Their final defense for why a printed magazine was better was that they just like to have something physical, something solid to hold in their hands. Well I have something solid for you right here Shoe. Stop using your pull in the industry to hold information BACK from us. Your job is to bring us the news not keep it from us until you are done chiseling your story in your ancient stone tablet.

360 Degrees of stress (Part V) - The Story Continues...

360º of stress (Part I) - Excited about the impending release and dismayed about it's lack of availability I form a plan of attack.
360º of stress (Part II) - I execute my great plan to obtain my 360 and stumble the entire way.
360º of stress (Part III) - WOW, I look back at the unbelievable experience including assault and robbery.
360º of stress (Part IV) - Finally, a chance to look back at the experience and take a good look at the system.

What a year. This console like no other before it has had some of the greatest first year releases I have ever seen in my experience as a gamer.

The release of the XBox 360 hasn't gone without it's hiccups however, as proven by the need to rehash this topic in another post.
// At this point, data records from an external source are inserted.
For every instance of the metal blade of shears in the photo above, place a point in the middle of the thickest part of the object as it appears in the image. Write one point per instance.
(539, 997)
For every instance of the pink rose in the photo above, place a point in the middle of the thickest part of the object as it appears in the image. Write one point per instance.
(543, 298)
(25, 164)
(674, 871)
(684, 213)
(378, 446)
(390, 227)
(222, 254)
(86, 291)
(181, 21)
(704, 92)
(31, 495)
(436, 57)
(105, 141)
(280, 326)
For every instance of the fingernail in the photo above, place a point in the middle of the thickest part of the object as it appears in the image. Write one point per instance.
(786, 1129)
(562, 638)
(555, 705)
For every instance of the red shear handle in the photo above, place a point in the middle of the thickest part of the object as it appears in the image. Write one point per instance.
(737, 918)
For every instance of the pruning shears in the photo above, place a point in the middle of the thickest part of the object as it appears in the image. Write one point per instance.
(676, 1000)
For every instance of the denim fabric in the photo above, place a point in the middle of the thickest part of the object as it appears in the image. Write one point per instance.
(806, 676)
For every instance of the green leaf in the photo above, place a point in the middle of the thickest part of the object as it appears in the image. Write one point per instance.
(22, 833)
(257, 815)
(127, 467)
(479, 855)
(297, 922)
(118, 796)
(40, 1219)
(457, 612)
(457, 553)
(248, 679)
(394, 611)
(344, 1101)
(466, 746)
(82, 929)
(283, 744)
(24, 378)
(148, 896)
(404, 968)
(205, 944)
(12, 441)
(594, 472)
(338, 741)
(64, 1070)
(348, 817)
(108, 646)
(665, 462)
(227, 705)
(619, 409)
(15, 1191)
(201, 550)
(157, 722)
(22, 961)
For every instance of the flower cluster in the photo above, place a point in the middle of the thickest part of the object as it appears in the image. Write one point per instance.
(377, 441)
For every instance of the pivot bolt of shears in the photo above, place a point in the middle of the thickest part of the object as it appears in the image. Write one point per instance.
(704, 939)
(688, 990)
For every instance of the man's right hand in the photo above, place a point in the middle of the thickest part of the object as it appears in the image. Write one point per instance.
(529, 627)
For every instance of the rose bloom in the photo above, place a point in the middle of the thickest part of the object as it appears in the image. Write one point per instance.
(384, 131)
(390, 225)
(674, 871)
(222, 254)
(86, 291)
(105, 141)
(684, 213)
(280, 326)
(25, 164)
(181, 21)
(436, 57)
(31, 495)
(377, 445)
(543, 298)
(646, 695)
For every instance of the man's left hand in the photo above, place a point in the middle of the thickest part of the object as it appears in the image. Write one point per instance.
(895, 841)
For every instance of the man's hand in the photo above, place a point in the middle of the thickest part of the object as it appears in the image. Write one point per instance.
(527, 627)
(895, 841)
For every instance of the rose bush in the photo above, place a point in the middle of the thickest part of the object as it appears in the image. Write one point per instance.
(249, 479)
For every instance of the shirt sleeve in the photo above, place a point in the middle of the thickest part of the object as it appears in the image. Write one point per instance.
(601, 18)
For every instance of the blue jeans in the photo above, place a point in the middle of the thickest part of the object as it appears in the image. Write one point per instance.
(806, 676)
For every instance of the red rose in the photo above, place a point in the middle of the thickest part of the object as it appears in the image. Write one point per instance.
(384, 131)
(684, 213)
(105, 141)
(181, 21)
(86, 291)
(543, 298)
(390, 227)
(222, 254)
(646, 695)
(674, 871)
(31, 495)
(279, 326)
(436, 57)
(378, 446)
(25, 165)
Casually brushing off the reports of the three red lights of doom scourging the internet I enjoy my new toy. I play some games, I watch some movies, I update the console regularily increasing support and solidifying previously finnicky issues.

Working full-time and part-time on side-jobs and ta-sks (I was on a roll with the dashes) I didn't really find much time to play. I did get a good experience though. Some great releases in the consoles first year left me thoroughly impressed and fealing justified for my $400 expense. Not including the additional games, controllers and other accessories.
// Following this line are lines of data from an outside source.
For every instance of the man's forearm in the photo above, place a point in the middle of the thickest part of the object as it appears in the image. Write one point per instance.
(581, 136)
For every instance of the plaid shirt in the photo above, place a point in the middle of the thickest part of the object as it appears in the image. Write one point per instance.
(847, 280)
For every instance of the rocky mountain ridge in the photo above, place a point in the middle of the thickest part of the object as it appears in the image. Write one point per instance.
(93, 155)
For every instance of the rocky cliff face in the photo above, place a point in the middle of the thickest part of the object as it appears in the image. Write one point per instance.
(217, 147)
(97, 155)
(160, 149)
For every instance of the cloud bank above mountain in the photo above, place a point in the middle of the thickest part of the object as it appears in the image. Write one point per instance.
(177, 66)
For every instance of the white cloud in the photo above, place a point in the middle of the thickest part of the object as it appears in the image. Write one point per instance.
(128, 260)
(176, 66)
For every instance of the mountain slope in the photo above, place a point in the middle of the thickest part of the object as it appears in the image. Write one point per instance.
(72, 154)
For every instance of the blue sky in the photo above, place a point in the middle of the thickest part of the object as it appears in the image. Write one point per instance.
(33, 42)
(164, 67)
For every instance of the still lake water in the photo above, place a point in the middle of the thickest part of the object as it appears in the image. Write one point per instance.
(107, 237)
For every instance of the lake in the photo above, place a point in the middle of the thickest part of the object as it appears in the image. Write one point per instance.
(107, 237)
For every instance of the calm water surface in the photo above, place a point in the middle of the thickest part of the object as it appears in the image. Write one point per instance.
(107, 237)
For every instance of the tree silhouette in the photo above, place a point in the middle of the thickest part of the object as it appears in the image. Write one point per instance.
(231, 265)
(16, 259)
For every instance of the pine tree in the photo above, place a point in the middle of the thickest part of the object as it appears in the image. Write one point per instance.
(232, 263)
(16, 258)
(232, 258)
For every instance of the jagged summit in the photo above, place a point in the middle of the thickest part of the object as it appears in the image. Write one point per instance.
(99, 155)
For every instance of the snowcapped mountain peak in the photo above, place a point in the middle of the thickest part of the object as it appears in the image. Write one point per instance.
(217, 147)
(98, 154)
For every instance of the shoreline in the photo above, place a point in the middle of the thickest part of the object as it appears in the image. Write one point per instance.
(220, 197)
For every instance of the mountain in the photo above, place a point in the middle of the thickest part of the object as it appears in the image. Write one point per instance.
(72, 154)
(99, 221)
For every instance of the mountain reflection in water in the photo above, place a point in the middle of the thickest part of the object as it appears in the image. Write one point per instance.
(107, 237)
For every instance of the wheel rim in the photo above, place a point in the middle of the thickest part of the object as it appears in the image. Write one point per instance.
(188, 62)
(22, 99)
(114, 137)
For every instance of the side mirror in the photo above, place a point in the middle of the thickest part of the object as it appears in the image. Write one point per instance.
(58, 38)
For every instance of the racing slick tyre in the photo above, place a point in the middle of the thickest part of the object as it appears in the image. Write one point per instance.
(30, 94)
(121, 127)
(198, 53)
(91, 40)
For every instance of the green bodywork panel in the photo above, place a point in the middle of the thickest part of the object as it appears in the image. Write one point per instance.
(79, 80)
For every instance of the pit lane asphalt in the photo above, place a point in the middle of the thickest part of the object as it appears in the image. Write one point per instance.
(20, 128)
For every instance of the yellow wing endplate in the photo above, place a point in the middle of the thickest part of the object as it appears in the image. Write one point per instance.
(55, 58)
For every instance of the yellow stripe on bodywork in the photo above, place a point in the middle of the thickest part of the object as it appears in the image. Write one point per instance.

The last thing I wanted to hear was the growing number of complaints. Then it started freezing on me. Occasionally while playing, other times while just sitting there. I would be writing a review on the PC and the 360 would just be sitting there, on the blade interface and I would hear a buzz/clap from the speakers as the system would either freeze or shut down. Restarting it would seem to solve the problem for a short while but the lock-ups would increase in frequency. I wouldn't even be pushing the hardware by playing a game or MP3's.I was sending an Uno invite to Dan Amrich from OXM and it shut off while I was typing my message. When I restarted it this time however my heart sank as I saw the fabled Crimson Triad.
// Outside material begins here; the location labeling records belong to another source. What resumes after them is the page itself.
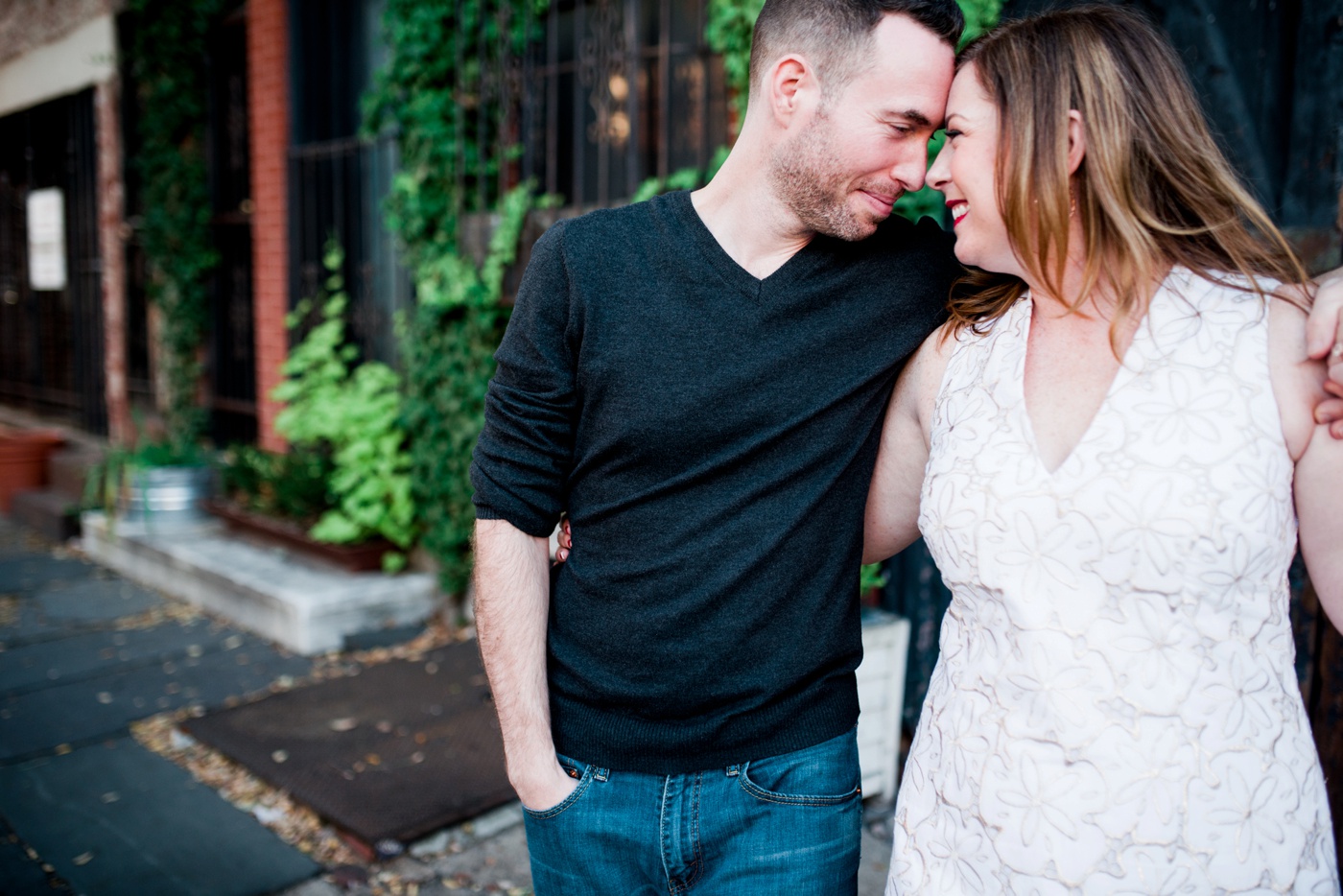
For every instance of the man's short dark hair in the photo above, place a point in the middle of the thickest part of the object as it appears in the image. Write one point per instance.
(835, 34)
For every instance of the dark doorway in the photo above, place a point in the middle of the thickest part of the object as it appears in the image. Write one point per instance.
(51, 338)
(232, 358)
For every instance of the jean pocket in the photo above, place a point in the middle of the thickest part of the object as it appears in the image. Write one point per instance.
(573, 768)
(822, 775)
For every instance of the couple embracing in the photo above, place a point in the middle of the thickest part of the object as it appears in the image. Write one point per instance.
(1098, 406)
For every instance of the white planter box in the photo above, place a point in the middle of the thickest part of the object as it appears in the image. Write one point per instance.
(882, 697)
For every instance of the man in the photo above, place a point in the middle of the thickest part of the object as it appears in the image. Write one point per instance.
(698, 383)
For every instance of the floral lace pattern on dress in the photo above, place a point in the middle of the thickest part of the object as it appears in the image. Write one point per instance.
(1115, 707)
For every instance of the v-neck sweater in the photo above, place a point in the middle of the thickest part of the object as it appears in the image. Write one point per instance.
(711, 436)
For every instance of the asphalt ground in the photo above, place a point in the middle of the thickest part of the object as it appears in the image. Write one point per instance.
(94, 671)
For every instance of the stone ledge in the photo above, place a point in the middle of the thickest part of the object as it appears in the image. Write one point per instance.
(288, 600)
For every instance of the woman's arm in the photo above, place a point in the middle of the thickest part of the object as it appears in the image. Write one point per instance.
(1318, 486)
(1325, 342)
(892, 517)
My wife came running to the moan, "Oh nooooo." I don't react like that unless it's something tragic and devastating so she knew it wasn't good news. I shut the machine off. Checked all the cable connections and the system worked fine, for another day.

Then my 360 never returned. Every time I turn it on it has those lights mockingly laughing in my face.

Blink - "I'm powerful"
Blink - "I'm sleek"
Blink - "You can't play me"
Blink - "Gears of War comes out next week"

GAAAARRRRR!

Upset and disappointed I call Microsoft tech support. They quickly review my situation and after confirming the steps I took and registration information they profusely apologized for the trouble and promptly shipped a return box for me to pack my core system in.

Free of charge. I was instructed to pack my 360 sans hard drive or cables and they would try to have it back to me in 6 business days. If they could not return it to me in that schedule they said they would send me a "pretty much" new refurbished replacement system in a couple of weeks with a continued warrantee until the end of December.

I calmed down. Wow. Although it is unfortunate that I will miss the greatest title release next to Halo 3, the quick and positive response from tech support left me in awe. I was shocked to have such a willingly helpful customer support experience. I'm looking right at you Dell. (*coughAximx50v*cough)

So now my 360 sits on the shelf. Patiently waiting to be gutted by the same company that gave it life. You had a good run 360 and if my experience with support so far was any indication of where you're headed, you'll be in good hands.